HCM is like the great Indian rope trick. If you use HCM tactics skillfully, you will see your HR career's success spiral skyward.
What is HCM?
The basic tenet of human capital management is transforming the human resource pool at hand. During the recruitment process, an HR professional will detect skills and hidden talents in the candidate even before the candidate recognizes them. Channeling latent talent in individual employees to support potentially profitable ventures for one's company and allowing one's company to invest its time and resources in developing skills are the places where the HCM skills of the HR professional come into play.
Finding the Right Employees
Recruiting is one of the major duties of any HR professional on any given day. As soon as he or she becomes a member of the company's HR team, he or she must work to bring in more people.
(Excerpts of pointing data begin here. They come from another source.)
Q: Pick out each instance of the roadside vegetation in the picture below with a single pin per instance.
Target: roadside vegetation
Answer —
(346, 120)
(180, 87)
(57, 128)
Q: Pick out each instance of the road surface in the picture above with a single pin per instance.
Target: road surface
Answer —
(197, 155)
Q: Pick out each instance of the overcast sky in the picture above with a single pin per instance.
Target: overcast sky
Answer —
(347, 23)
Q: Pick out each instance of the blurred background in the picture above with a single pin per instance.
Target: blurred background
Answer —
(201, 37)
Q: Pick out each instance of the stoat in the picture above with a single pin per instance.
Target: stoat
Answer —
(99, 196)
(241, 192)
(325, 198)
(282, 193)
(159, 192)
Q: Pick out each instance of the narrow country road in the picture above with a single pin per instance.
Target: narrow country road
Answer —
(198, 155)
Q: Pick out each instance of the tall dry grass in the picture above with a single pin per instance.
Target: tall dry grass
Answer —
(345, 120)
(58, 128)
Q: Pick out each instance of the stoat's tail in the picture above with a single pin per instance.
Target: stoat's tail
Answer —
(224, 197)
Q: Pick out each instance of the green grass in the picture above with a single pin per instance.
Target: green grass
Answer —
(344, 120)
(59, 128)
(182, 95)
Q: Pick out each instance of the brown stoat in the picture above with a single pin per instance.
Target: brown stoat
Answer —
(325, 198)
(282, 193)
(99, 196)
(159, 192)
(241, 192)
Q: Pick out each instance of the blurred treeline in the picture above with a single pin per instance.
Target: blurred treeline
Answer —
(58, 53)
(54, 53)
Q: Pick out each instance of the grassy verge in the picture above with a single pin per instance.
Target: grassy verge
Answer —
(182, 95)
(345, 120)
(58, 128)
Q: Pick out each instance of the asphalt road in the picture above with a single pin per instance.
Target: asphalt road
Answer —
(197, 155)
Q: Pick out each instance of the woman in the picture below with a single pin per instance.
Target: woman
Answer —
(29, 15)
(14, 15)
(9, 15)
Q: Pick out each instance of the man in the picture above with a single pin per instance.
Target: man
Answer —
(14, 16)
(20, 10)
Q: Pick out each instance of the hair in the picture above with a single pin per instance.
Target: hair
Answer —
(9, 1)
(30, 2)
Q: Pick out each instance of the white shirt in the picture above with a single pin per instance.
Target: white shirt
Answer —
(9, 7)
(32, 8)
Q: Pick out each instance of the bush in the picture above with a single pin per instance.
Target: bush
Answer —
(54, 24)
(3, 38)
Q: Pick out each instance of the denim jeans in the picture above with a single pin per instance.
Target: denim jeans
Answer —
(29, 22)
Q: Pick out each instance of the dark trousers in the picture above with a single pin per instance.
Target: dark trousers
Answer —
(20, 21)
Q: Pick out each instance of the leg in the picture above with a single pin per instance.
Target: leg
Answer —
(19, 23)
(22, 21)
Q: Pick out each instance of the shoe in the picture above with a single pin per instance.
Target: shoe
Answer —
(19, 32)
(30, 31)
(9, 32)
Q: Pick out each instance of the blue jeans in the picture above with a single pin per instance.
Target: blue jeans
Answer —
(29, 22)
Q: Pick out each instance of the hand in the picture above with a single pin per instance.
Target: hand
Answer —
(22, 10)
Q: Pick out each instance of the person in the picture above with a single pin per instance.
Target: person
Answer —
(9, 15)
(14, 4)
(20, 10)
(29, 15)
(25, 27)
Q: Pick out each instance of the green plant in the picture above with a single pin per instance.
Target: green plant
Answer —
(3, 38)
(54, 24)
Oftentimes, the HR professional goes about this age-old task diligently without considering how well the company fits each new recruit.
However, the hiring parameters have shifted. Now, the HR professional also has to gauge the professional skills of job seekers to foresee whether they will contribute value to the company. The need of the hour is not just finding workers but finding the right workers.
This becomes all the more pertinent when assessed alongside the costs the company will shell out for its employees. The HR professional is the key player coordinating the company's productivity with its assets, both from the monetary perspective and from the human capital perspective. Therefore, HR personnel continuously have to balance their options while recruiting.
10 Successful HCM Strategies
Here is a list of HCM strategies that can help an HR professional manage human capital successfully:
- HCM Strategy #1: Set up a team of leaders. Choose people who clearly display leadership traits.
- HCM Strategy #2: Nurture and develop leaders' skills so that they can successfully motivate staff down the line.
- HCM Strategy #3: Design programs that expand and build upon workers' competencies.
- HCM Strategy #4: Build trust. Remember, you need to be believed in first to be followed.
- HCM Strategy #5: Catch them young! Young workers generally respond very well to HCM programs.
- HCM Strategy #6: Adopt the role of an encouraging mentor. New workers will place their faith and trust in a benevolent guide.
- HCM Strategy #7: Not only the HR professional but also all of the company's managerial staff should take serious note of policies that promote workers' ongoing growth.
- HCM Strategy #8: Before plunging headlong into the task of training, design a screening process to identify suitable candidates for specific training purposes.
- HCM Strategy #9: Ensure the applicability of skills acquired by workers within the company.
- HCM Strategy #10: Know the leaders on each team; handpick them, and prepare them for the future challenges and emergency situations they will face in today's fast-evolving labor market.
Making a vertical move on the career ladder is always challenging. The most successful HR managers are those who have mastered the art of capitalizing on human capital management. So how does an HR manager achieve this goal?
To fully realize the essence of human capital management, an HR professional should be able to fulfill his or her company's labor needs by identifying the right kinds of skilled workers. With companies beginning to appreciate the value of increasing productivity through capability-enhancement exercises, this task is not so difficult. The secret to enhancing one's career lies in efficiently harnessing available human resources and matching them with the defined parameters of one's company. A little tact and foresightedness can elevate your career prospects considerably.